I’d started reviewing books for the C-J at the prompting of Elle Andra-Warner just a month or two previously. Through endless weeks, first in Toronto then in Thunder Bay, I quite literally had no other recreation than reading books on teh streetcar or bus, then writing up the reviews on a $300 used laptop I’d picked up on Queen Street East. That started my habit of reading three books a week and writing up the two best. (Except in the rarest of circumstances - when a fraud is being foisted on the public - I won’t do a negative review. Why waste people’s time?)
But then, in February of this year, a true angel appeared in my life. Make no mistake, I adore Kimberly and she is the love of my life and the joy of my heart. But my recent run of success - I am not going to call it luck; I’ve worked way too hard for this - I owe it all to Lydia Cornell.
Lydia starred on Too Close for Comfort in the 80s. While Twittering one day I ran across a tweet of her that had been retweeted and I thought she’d be an interesting interview subject.
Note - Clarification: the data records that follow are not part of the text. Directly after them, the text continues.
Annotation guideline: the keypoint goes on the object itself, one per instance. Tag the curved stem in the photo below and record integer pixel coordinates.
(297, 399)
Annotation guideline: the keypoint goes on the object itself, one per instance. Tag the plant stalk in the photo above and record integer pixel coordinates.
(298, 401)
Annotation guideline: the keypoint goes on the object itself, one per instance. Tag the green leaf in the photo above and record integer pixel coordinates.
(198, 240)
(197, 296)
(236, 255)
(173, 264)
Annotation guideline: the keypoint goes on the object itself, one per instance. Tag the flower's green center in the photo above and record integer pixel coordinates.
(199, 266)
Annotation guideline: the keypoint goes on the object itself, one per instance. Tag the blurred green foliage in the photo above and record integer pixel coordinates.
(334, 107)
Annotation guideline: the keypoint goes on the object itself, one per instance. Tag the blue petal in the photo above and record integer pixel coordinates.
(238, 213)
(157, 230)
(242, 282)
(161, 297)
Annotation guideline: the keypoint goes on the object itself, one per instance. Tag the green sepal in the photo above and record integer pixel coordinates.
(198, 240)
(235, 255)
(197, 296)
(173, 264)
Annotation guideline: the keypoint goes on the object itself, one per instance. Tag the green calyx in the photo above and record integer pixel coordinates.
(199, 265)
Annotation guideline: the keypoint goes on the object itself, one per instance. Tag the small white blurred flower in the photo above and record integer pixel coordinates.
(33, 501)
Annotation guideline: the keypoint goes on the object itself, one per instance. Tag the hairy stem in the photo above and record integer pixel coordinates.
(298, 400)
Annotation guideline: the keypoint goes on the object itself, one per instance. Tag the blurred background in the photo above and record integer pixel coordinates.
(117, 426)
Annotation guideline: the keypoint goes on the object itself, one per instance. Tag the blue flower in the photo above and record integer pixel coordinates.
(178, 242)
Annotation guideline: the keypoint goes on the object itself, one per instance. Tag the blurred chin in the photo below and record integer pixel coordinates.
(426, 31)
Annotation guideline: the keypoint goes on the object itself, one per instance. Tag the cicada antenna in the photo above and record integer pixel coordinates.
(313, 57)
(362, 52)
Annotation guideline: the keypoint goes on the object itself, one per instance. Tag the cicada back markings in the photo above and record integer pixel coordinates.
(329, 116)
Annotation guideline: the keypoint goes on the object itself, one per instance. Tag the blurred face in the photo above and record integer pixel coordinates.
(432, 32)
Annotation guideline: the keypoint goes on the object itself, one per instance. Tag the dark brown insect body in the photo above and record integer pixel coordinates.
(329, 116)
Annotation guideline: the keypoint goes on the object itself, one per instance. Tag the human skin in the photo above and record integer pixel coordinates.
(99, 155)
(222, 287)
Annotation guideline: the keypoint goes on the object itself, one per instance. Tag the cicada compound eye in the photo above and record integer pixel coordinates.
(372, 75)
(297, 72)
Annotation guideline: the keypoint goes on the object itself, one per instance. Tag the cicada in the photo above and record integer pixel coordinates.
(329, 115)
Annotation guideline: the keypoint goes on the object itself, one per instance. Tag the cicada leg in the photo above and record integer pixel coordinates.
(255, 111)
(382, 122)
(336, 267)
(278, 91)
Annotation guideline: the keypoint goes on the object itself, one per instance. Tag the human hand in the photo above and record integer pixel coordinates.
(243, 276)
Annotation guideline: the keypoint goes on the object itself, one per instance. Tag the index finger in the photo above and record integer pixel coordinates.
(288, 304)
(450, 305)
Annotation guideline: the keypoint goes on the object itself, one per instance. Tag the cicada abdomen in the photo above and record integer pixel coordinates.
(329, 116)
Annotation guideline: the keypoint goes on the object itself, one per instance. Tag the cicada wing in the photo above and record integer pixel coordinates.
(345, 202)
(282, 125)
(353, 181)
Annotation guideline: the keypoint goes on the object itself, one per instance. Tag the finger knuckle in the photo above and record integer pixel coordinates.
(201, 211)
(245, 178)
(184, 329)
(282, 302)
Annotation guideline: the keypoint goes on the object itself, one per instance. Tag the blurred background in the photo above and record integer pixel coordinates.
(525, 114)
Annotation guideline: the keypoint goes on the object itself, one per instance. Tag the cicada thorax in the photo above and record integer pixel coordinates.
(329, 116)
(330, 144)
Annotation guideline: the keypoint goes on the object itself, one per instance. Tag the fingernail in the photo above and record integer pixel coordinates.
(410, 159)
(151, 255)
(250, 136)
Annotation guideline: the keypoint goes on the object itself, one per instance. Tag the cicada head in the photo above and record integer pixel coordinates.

Well, several hundred emails later, she has become my closest friend and confidant, my inspiration, the person who pulled me out of a depression that I didn’t even know I was in until I came out the other side and looked back.
Lydia taught - or reminded me - to believe in myself, to act with love, and to always give. The story is way too long to encapsulate here - I could do a book on Lydia and if she doesn’t get hers out on the market soon, I may have to. But the long and the short is that I learnt to let go of fear.
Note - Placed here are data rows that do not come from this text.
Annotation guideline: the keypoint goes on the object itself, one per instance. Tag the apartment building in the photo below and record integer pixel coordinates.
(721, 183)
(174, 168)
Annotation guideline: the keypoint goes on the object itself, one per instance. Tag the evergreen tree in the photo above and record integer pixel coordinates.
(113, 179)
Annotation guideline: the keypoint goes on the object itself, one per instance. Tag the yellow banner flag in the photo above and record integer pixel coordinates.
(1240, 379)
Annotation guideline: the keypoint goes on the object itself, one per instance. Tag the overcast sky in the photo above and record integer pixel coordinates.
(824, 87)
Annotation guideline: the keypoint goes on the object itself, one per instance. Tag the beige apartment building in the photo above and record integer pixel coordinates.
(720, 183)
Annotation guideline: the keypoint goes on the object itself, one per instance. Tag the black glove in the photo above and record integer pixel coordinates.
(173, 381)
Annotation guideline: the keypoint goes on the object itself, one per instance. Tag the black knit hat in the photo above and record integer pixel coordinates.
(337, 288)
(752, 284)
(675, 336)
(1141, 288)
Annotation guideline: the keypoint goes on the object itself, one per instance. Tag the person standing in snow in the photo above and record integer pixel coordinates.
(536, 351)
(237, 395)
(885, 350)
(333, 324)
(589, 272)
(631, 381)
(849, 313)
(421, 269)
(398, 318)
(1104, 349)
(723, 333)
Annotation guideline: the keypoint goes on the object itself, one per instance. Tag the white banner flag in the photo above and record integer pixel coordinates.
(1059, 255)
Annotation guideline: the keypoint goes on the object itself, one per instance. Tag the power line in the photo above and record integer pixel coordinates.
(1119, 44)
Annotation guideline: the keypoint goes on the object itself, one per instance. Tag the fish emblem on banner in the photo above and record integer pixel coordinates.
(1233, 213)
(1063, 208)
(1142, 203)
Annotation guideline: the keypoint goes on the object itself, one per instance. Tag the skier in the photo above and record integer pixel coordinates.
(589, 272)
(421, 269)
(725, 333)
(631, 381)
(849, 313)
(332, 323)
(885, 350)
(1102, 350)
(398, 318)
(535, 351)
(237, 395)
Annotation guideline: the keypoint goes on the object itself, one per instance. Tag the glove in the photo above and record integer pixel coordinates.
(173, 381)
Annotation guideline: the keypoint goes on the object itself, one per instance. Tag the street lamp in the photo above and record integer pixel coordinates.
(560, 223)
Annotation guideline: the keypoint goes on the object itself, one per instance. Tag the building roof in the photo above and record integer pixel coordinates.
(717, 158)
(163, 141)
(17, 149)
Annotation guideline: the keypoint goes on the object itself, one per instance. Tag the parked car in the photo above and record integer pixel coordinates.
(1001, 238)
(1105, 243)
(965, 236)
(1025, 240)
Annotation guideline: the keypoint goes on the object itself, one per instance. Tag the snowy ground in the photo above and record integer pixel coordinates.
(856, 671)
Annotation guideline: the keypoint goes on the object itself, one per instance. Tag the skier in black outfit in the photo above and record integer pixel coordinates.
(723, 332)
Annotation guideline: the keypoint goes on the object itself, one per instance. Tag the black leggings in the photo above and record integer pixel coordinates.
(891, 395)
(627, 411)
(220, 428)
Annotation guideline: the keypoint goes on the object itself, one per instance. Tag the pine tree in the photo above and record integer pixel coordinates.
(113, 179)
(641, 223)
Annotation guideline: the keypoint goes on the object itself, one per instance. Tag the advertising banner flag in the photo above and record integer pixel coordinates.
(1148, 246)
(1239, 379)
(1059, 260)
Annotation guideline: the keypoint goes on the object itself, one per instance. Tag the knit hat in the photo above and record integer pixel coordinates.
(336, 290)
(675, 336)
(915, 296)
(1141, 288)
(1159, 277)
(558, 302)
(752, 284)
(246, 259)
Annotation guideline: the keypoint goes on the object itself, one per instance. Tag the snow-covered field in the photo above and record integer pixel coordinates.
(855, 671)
So where am I now? Just since STARTING TO ANSWER THESE QUESTIONS, my marketplace has expanded from Hooterville (pardon me, I mean Dogpatch, er, Thunder Bay - I hate Thunder Bay with a passion, in case you couldn’t tell. That too may be a book, but Sibclair lewis already wrote Main Street, so the material is covered there) to San Francisco, Sacramento, Denver, Winnipeg, an on-line literary review and another large US market about to be announced.
I am planning the Sheer Boredom Tour of Western Canada and the Western US for winter 2012, plus I have received in the last week an invitation to guest lecture at the University of Wolverhampton a year from this fall. From nowhere to everywhere in the space of a month.
But...it can’t all be for me. First it is for Kimberly - when/if...let’s say when...she recovers she has quite a life ahead of her. But even more important, thanks to Lydia and her personal example of giving to others first, I want whatever influence I have to be for good. My plan is for the Tour to be in support of libraries. When interviewers start to ask me what I think of things other than hot new novels, I want to urge a message of peace and dialogue. I want to ‘get people over’ who are great writers not yet noticed.
And I intend to have one Hell of a good time doing it.